The Week in 5G: 8/11/2020 — Qualcomm Protests Ban U.S. Huawei Ban; NIST Develops Portable 5G Measurement System
By Ed Biller
A recent Opensignal study collected data from 43 million+ devices and concluded South Korea and Japan offer the speediest 5G with average downlink speeds of 59 Mbps and 49.3 Mbps, respectively.
Per Tech Wire Asia, other nations who have achieved average 5G downlink throughput greater than 40 Mbps include Norway, Australia, and Switzerland.

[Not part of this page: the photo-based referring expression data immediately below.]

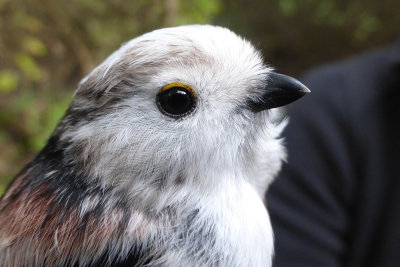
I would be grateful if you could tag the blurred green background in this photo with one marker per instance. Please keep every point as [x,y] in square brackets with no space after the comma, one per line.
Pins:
[46,47]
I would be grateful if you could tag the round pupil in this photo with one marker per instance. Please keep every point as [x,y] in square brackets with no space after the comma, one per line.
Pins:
[176,101]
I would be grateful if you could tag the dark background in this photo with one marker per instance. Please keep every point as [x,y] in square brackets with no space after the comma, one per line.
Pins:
[47,46]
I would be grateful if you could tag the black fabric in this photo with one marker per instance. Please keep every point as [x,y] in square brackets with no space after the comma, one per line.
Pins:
[337,200]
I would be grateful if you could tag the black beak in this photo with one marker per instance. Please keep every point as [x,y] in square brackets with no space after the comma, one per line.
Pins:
[280,90]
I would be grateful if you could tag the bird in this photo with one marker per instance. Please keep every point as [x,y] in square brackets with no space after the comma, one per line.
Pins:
[162,159]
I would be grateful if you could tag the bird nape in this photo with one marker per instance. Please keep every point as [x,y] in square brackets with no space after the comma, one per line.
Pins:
[162,159]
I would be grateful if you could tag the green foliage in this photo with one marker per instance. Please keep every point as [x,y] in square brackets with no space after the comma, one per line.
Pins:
[49,47]
[46,48]
[8,81]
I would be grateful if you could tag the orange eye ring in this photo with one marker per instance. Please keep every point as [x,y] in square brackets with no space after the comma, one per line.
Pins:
[176,100]
[181,85]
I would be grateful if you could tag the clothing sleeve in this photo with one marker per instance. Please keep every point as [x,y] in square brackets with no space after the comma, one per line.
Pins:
[310,201]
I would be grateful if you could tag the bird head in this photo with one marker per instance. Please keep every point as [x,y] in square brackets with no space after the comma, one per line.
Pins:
[192,105]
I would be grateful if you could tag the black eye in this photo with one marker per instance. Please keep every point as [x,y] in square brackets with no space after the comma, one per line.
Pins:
[175,102]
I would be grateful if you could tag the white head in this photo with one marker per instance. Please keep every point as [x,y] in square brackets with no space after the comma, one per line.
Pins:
[160,153]
[126,128]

The article notes that, “despite only just introducing its 5G network, Canada is already seeing download speeds on par with South Korea, both coming in at a benchmark-setting 59 Mbps. – 50% faster than their fellow G7 nations France, Germany, Italy, UK, and the U.S.”
In technology news, engineers at the National Institute of Standards and Technology (NIST) have developed a portable measurement system the organization boasts is “the first to offer 5G wireless measurements with accuracy that can be traced to fundamental physical standards,” according to an NIST press release.
Dubbed SAMURAI (Synthetic Aperture Measurements of Uncertainty in Angle of Incidence), the system provides a “detailed portrait” of directional 5G device and channel performance across a frequency range up to 50 GHz. “The basic components are two antennas to transmit and receive signals, instrumentation with precise timing synchronization to generate radio transmissions and analyze reception, and a six-axis robotic arm that positions the receive antenna to the grid points that form the synthetic aperture,” states the release.
Meanwhile, Amazon Web Services has made available its AWS Wavelength service on Verizon’s 5G network in Boston and the San Francisco Bay Area, the company announced last week. “By embedding AWS compute and storage services at the edge of 5G networks, AWS Wavelength enables developers to serve edge computing use cases that require ultra-low latency like machine learning, Internet of Things (IoT), and video and game streaming,” the release states.
Amazon stated additional Verizon locations will be coming later this year, and the web giant also is working with telecommunications providers “including Vodafone, SK Telecom, and KDDI, to launch Wavelength Zones across Europe, South Korea, and Japan.”
Also the U.S., Qualcomm is lobbying lawmakers for the right to sell 5G microchips to Huawei, arguing the U.S. ban against working with the Chinese telecom giant inconveniences Huawei, but devastates U.S. manufacturers by locking them out of an up-to-$8 billion opportunity, reports TechRadar. Qualcomm states the void will be filled by foreign chipmakers unencumbered by the ban.
More positive news out of Washington is that the Pentagon and the White House have identified an additional 100 MHz in the mid-band spectrum to be auctioned off for 5G use. The spectrum ranges from 3450 to 3550 MHz and “currently supports critical military operations ranging from air defense, missile and gunfire control, counter mortar, battlefield weapon locations and air traffic control,” reports Voice of America.
However, Dana Deasy, chief information officer of the Department of Defense, stated the DoD’s spectrum relocation transition is being plotted to “minimize any impact to military operations.”
Moving to Brazil, Claro Brasil and Ericsson have partnered to deploy the first 5G network in Latin America using Ericsson’s dynamic spectrum sharing (DSS) technology. Per an Ericsson press release, the “5G services are being rolled out initially across 12 areas in Brazil in São Paulo and Rio de Janeiro.”
The release states use of Ericsson’s DSS solution gives Claro a jump on rolling out 5G services while they and other providers await use of the 3.5 GHz and the 26 GHz bands, as well as the 700 MHz and 2.3 GHz bands expected to go up for auction in Brazil some time next year.